当たり前だが、iPhoneとiPad間の連携はスムーズだ

家族のコミュニケーションツールとしても

 Appleとしては、仕事で利用してほしいと考えているのかもしれないが、あいにく筆者はオンラインでミーティングしたりブレインストーミングしたりするような組織に属していないし、そもそもそういう相手もいない。

 とはいえ、すれ違い気味な家人との“非接触型”やり取りに便利に使えそうだと感じた。次の休みにどこへ行きたいか、目的地のウェブサイトや目的地までの経路を貼り付けたり、そこでやってみたいことを書き込んだりする。
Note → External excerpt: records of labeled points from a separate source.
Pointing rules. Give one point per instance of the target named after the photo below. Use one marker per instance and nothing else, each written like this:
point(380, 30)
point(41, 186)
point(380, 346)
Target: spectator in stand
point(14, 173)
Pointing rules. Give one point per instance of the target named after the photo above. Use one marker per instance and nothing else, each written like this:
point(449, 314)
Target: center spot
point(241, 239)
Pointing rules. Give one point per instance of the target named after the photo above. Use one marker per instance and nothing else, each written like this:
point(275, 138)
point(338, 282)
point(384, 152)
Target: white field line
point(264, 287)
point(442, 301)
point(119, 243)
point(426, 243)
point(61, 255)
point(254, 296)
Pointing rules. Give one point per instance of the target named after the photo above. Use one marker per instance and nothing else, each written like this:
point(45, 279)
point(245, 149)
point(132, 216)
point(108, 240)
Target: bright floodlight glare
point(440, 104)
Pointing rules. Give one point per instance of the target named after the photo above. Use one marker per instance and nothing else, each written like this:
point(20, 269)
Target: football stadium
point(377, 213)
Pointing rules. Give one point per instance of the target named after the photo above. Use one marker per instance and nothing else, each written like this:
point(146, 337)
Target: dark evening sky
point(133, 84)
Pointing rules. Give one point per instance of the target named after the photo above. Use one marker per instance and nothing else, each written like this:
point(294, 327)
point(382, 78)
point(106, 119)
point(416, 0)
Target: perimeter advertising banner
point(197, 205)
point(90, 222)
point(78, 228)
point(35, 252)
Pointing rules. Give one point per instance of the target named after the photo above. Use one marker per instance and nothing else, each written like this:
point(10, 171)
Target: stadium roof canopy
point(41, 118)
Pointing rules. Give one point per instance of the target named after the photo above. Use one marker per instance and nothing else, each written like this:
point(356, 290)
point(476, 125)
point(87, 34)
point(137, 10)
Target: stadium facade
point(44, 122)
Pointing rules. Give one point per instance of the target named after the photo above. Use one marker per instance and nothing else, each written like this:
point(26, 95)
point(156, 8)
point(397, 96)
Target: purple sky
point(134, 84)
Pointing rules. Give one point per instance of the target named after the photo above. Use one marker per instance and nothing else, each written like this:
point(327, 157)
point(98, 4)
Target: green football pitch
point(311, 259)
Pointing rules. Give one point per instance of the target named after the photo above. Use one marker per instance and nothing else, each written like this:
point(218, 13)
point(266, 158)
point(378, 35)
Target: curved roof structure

共有というほど大げさでなくとも、撮れた面白い写真を貼り付けておけば、オフラインでの会話も弾むに違いない。

 全体的に、「よくできているなぁ」と感じたが、不満点もある。標準のメモアプリのようなチェックリストがないこと、検索機能がないこと、挿入したテキストをブラシツールの範囲選択で選べないこと、標準メモ同様、共有方法がわかりづらいことなどだ。塗りつぶし範囲の判定が甘く、スキマ全体を塗りつぶせないのも、地味にストレスを感じる。

 まだまだ伸びしろがあるはずの生まれたてのアプリなので、生温かい目で成長を見守っていきつつ、使いこなせるようになっていきたいと思う。